Abstract
In our ongoing research to discover natural products with neuroprotective effects, hyperoside (quercetin 3-O-galactoside) was isolated from Acer tegmentosum, which has been used in Korean traditional medicine to treat liver-related disorders. Here, we demonstrated that hyperoside protects cultured dopaminergic neurons from death via reactive oxygen species (ROS)-dependent mechanisms, although other relevant mechanisms of hyperoside activity remain largely uncharacterized. For the first time, we investigated the neuroprotective effects of hyperoside on 6-hydroxydopamine (6-OHDA)-induced neurotoxicity in neurons, and the possible underlying mechanisms. Hyperoside significantly ameliorated the loss of neuronal cell viability, lactate dehydrogenase release, excessive ROS accumulation and mitochondrial membrane potential dysfunction associated with 6-OHDA-induced neurotoxicity. Furthermore, hyperoside treatment activated the nuclear erythroid 2-related factor 2 (Nrf2), an upstream molecule of heme oxygenase-1 (HO-1). Hyperoside also induced the expression of HO-1, an antioxidant response gene. Remarkably, we found that the neuroprotective effects of hyperoside were weakened by an Nrf2 small interfering RNA, which blocked the ability of hyperoside to inhibit neuronal death, indicating the vital role of HO-1. Overall, we show that hyperoside, via the induction of Nrf2-dependent HO-1 activation, suppresses neuronal death caused by 6-OHDA-induced oxidative stress. Moreover, Nrf2-dependent HO-1 signaling activation represents a potential preventive and therapeutic target in Parkinson′s disease management.
Highlights
The neuropathology of Parkinson s disease (PD) is characterized by the loss of dopaminergic neurons in the substantia nigra pars compacta (SNpc), as a result of many contributing factors, including oxidative stress-mediated, mitochondrial dysfunction, environmental toxins and inflammation, leading to the death of neuronal cells [1]

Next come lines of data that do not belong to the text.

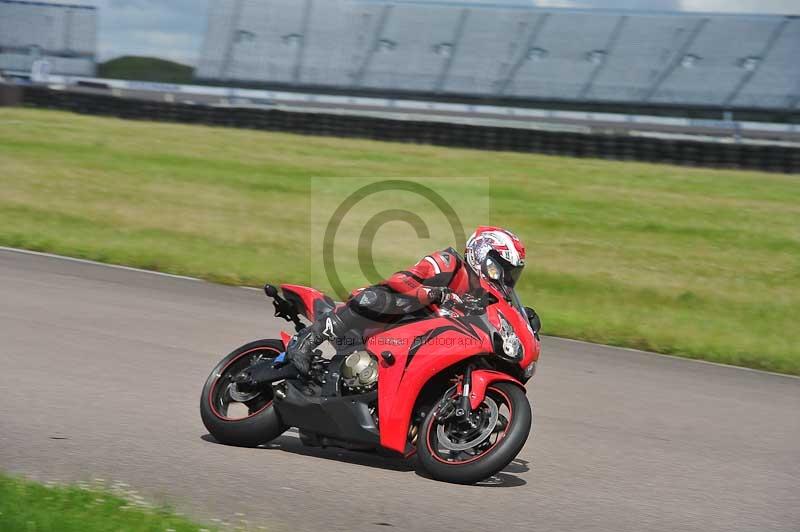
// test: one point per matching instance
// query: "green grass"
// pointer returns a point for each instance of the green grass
(695, 262)
(31, 507)
(146, 69)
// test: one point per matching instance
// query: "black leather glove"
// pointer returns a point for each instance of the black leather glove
(440, 296)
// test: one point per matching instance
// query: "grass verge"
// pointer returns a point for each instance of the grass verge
(32, 507)
(694, 262)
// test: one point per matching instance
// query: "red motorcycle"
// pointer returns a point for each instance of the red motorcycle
(448, 386)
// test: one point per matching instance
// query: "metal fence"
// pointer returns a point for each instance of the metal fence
(682, 152)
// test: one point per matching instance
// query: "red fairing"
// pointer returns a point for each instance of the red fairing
(414, 365)
(530, 344)
(308, 296)
(481, 379)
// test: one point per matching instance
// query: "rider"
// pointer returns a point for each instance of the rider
(438, 278)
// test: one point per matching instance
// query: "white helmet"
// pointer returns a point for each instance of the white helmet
(503, 250)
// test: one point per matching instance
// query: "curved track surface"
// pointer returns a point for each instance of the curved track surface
(102, 369)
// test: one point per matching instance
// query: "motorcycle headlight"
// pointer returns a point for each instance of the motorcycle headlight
(511, 347)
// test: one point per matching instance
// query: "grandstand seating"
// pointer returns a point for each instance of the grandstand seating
(64, 35)
(507, 51)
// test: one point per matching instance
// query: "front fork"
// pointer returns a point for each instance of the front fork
(463, 406)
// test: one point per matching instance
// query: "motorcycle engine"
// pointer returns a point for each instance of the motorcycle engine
(359, 372)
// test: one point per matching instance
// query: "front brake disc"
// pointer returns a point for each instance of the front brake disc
(482, 436)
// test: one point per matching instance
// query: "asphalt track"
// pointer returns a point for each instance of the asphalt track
(102, 369)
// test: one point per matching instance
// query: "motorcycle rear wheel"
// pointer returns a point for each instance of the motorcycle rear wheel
(256, 421)
(440, 442)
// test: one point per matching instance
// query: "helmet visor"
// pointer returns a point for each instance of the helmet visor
(508, 274)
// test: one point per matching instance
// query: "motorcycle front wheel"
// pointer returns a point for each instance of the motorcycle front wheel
(461, 451)
(234, 417)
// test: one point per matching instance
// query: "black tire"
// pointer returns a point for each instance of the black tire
(262, 423)
(493, 460)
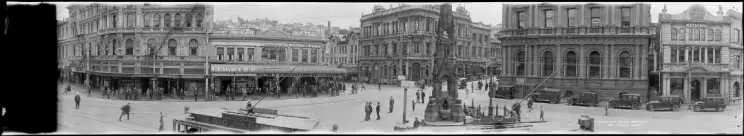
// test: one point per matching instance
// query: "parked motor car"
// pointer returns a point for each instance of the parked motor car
(463, 82)
(590, 98)
(548, 95)
(627, 101)
(717, 103)
(671, 103)
(505, 92)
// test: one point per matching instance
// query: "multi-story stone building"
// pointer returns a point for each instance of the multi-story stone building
(494, 54)
(264, 57)
(345, 54)
(577, 47)
(138, 45)
(701, 54)
(401, 40)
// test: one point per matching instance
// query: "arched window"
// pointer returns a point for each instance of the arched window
(702, 34)
(188, 20)
(177, 20)
(114, 49)
(129, 47)
(711, 35)
(198, 21)
(547, 63)
(520, 63)
(172, 44)
(571, 62)
(682, 34)
(713, 87)
(151, 46)
(737, 90)
(193, 47)
(167, 20)
(625, 62)
(113, 21)
(595, 64)
(156, 20)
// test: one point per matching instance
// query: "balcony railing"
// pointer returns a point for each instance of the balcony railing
(603, 30)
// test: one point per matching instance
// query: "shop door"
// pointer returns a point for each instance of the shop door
(695, 92)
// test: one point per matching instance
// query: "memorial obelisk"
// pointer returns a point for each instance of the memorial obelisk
(444, 108)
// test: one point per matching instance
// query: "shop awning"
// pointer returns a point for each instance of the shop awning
(274, 69)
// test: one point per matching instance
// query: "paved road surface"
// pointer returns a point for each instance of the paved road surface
(101, 116)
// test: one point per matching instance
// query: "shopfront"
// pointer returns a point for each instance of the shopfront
(697, 83)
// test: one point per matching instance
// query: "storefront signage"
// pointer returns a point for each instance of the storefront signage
(696, 25)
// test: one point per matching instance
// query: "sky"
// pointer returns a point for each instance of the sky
(347, 15)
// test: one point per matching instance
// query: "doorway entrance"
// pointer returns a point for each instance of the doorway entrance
(695, 90)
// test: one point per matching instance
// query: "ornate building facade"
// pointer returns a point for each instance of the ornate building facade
(267, 57)
(701, 54)
(401, 40)
(577, 47)
(346, 52)
(140, 46)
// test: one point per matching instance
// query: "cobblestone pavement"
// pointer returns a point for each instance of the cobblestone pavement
(98, 115)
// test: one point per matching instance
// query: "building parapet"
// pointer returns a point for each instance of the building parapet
(604, 30)
(431, 8)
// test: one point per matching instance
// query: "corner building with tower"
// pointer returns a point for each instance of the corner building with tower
(701, 54)
(401, 40)
(577, 47)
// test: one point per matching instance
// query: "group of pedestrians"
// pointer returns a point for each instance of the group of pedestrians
(368, 109)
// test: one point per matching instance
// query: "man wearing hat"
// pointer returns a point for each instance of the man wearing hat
(77, 100)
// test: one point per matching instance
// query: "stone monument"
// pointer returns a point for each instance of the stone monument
(444, 107)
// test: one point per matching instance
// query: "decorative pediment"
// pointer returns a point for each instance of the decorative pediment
(697, 69)
(273, 33)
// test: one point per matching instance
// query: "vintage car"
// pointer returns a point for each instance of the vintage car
(717, 103)
(671, 103)
(585, 99)
(626, 101)
(548, 95)
(505, 92)
(462, 83)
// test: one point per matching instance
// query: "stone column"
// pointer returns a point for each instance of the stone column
(704, 88)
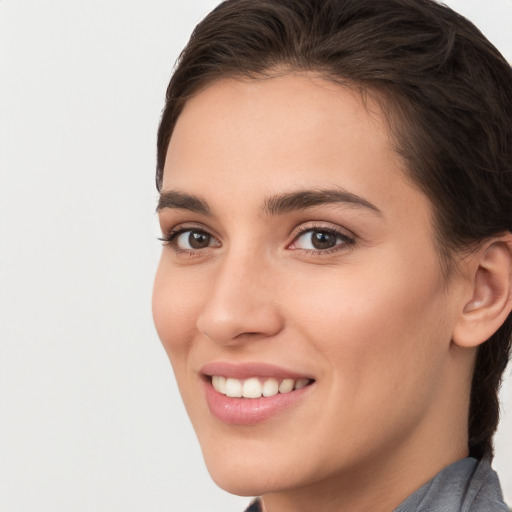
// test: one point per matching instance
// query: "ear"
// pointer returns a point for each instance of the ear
(490, 279)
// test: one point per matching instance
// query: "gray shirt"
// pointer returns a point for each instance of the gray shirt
(466, 486)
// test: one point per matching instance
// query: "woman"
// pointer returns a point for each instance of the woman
(334, 291)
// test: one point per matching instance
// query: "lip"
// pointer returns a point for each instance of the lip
(250, 411)
(248, 370)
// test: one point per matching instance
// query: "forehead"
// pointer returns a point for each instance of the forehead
(250, 137)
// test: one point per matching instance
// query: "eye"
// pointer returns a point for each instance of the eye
(190, 240)
(320, 240)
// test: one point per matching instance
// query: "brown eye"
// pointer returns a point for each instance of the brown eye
(198, 240)
(321, 240)
(193, 240)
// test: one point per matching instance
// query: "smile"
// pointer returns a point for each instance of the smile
(256, 387)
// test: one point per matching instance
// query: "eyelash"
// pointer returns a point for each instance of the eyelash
(347, 242)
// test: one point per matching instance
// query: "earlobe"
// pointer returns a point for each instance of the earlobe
(491, 298)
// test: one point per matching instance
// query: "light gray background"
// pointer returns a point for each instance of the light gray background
(90, 418)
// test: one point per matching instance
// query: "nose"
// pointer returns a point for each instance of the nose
(242, 303)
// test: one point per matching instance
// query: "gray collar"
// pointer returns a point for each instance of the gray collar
(466, 486)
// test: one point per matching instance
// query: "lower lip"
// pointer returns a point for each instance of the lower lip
(250, 411)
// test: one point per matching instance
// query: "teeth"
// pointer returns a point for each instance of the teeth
(270, 387)
(255, 387)
(233, 388)
(251, 388)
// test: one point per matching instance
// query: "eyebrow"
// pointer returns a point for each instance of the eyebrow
(304, 199)
(274, 205)
(180, 200)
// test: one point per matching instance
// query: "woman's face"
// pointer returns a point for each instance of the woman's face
(300, 257)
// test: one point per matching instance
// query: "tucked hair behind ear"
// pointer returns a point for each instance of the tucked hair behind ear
(447, 93)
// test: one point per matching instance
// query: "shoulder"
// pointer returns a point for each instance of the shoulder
(255, 506)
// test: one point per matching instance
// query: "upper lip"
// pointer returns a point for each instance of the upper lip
(248, 370)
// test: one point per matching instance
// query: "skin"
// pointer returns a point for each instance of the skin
(372, 319)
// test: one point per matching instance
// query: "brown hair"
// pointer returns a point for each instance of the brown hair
(447, 93)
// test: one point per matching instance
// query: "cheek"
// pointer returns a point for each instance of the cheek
(381, 322)
(175, 309)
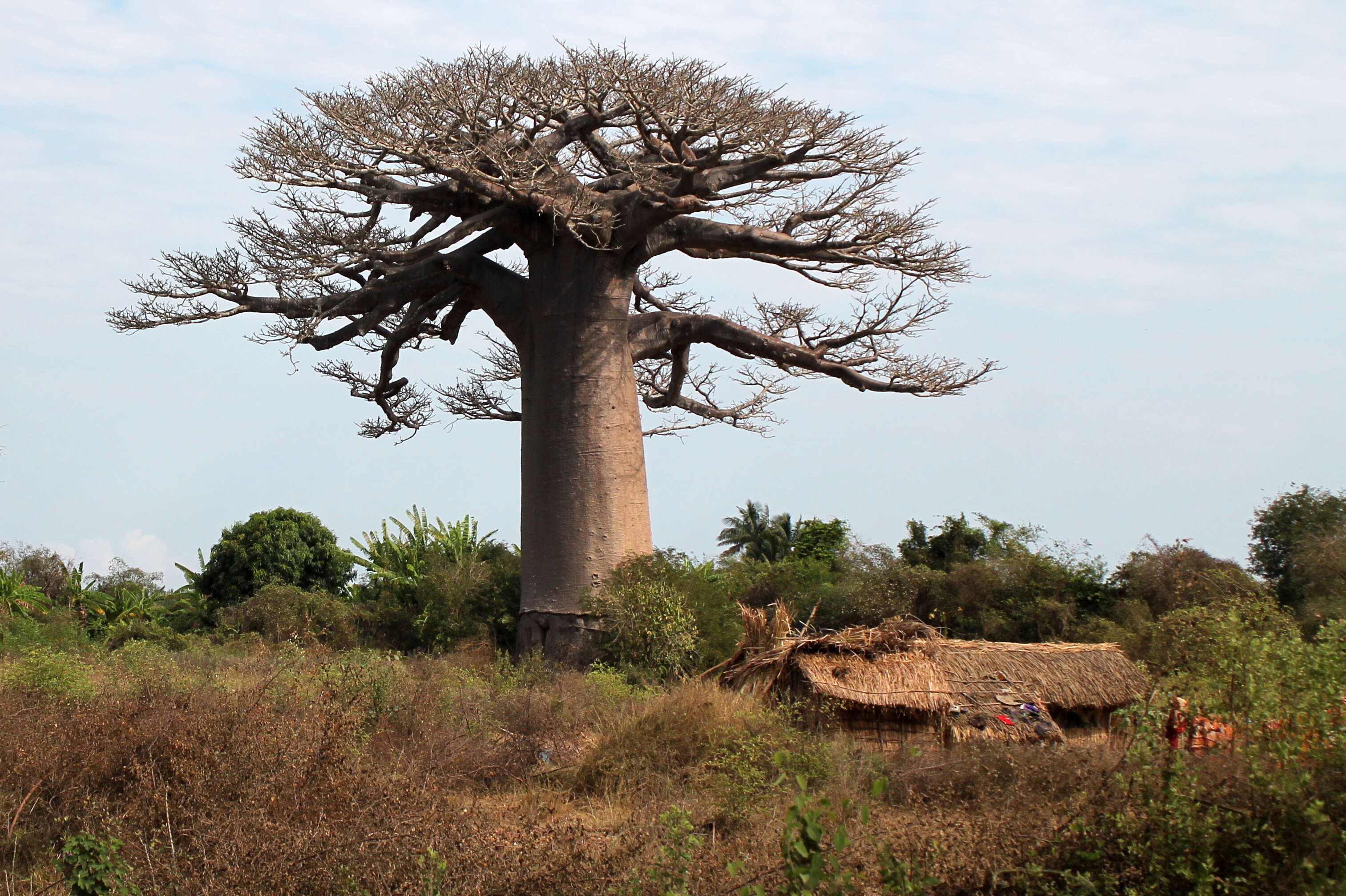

To obtain direct evidence of the role of nuclear erythroid 2-related factor 2 (Nrf2)-mediated heme oxygenase-1 (HO-1) signaling in hyperoside-induced neuroprotective activities, we examined the effects of Nrf2-small interfering RNA (siRNA) transfection on hyperoside neuroprotection using multiple analyses of human dopaminergic SH-SY5Y cells
Our study demonstrated that hyperoside induces HO-1 expression levels and that Nrf2 knockdown by small interfering RNA blocked hyperoside-induced neuroprotective effects, indicating that Nrf2/HO-1 plays an essential role in mediating the neuroprotective effects of hyperoside
Summary
The neuropathology of Parkinson s disease (PD) is characterized by the loss of dopaminergic neurons in the substantia nigra pars compacta (SNpc), as a result of many contributing factors, including oxidative stress-mediated, mitochondrial dysfunction, environmental toxins and inflammation, leading to the death of neuronal cells [1]. We selected 6-hydroxydopamine (6-OHDA)-induced neurotoxicity and oxidative stress to mimic the neuropathological symptoms of PD in an in vitro cellular model [2]. Oxidative stress can be defined as an imbalance between cellular antioxidant defense systems and the endogenous or exogenous pro-oxidant burden [6]. Excessive production and the accumulation of reactive oxygen species (ROS) induced by 6-OHDA can lead to DNA cleavage, protein oxidation and lipid peroxidation, resulting in cellular dysfunction and apoptosis [7]. Controlling ROS production and scavenging may be therapeutically beneficial in the management of PD [8]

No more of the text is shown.